A South Korean activist said three Americans held by North Korea have been transferred from a labor camp to a hotel outside Pyongyang in anticipation of a summit between Kim Jong-un and President Trump.
Citing information from a Pyongyang resident, Choi Sung-yong, who works with families of abducted South Koreans, reported that the prisoners were moved about a month ago, said Yonhap news agency.
Kim Dong Chul, a businessman and naturalized U.S. citizen who previously lived in Fairfax, Va., was arrested in North Korea’s special economic zone in October 2015 and accused of spying for the South Koreans, which Seoul denied. In a forced confession, Kim said he was guilty of espionage and spreading Christianity. Kim, 64, was sentenced to 10 years of hard labor.
Tony Kim, also known as Kim Sang-duk, 59, was a professor at China’s Yanbian University of Science and Technology who had been visiting to teach at Pyongyang University of Science and Technology, the only private college in the country with a sizable foreign staff, for a period of several weeks. Kim had also been a humanitarian aid worker in North Korea and helped deliver critical foreign aid to regions devastated by 2016 floods. He and his wife were arrested in April as they tried to fly out of the country; she was released while he was detained and accused of committing hostile acts.
Kim Hak-Song, 55, was working in agricultural development at Pyongyang University of Science and Technology, managing experimental research to address the country’s food shortage. He was arrested in May. Like Kim Dong Chul, Tony Kim and former hostage Kenneth Bae, Kim Hak-Song is a Christian.

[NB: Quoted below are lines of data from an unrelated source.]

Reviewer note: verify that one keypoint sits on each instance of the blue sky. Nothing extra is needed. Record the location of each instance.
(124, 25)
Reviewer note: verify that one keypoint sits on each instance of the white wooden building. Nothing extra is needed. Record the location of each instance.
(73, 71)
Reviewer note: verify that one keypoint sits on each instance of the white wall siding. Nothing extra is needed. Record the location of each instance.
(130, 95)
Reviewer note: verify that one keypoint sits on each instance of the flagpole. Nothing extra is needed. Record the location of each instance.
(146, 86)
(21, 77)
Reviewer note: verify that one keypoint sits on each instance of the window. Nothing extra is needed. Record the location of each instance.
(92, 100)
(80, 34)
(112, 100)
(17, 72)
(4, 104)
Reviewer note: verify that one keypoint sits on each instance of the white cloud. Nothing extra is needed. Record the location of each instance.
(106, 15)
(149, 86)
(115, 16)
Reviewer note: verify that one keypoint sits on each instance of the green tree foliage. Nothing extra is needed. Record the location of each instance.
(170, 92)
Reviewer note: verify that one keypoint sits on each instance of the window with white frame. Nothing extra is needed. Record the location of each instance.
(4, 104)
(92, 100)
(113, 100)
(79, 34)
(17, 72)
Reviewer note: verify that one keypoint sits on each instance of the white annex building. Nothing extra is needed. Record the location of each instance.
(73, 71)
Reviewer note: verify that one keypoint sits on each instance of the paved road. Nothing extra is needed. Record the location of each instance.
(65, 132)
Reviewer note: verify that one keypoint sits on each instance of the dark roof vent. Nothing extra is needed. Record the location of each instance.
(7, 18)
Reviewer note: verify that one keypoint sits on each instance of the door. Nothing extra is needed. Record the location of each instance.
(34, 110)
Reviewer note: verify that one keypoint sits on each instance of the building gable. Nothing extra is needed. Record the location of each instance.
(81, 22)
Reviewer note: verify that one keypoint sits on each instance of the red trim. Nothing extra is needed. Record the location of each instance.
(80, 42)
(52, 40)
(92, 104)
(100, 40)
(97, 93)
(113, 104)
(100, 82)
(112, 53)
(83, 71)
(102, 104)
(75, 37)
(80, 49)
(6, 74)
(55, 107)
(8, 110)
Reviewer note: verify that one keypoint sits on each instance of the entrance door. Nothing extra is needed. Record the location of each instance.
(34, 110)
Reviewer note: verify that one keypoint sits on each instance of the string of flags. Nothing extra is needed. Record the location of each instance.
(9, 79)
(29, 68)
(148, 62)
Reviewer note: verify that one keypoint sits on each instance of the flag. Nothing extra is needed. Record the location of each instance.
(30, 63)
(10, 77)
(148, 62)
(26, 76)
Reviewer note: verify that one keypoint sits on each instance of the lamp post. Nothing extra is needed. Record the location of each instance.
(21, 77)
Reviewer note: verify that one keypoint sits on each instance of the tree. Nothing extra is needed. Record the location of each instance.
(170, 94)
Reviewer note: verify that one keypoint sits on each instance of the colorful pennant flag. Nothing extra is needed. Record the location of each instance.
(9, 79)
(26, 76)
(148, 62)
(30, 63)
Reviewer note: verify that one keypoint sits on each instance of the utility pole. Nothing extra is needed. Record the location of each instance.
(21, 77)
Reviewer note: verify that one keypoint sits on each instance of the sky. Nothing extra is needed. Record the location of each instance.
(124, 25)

Trump said Tuesday that he expected the location of his meeting with Kim to be revealed in a “couple of days.”
While possible sites for a neutral-ground meeting between the two have included Mongolia and Singapore, Trump has appeared this week to be angling for a meeting in the Korean demilitarized zone.
“There’s something that I like about it because you’re there, you’re actually there. Where, if things work out, there’s a great celebration to be had on the site, not in a third-party country,” Trump told reporters Monday. “It has the chance to be a big event.”
North Korea faces a wrongful death lawsuit filed last month by the family of Otto Warmbier, a 22-year-old University of Virginia student held hostage by the Kim regime and returned to the United States just days before he passed away from the effects of brutal torture.
The lawsuit states that when Otto was returned to the airport in Cincinnati last year, his parents were “stunned to see his condition.”
“Otto was blind and deaf. He had a shaved head, a feeding tube coming out of his nose, was jerking violently and howling, and was completely unresponsive to any of their efforts to comfort him,” the lawsuit states. “They also noticed that his once straight teeth were now misaligned and had been forced into abnormal positions, particularly in the front of his mouth.”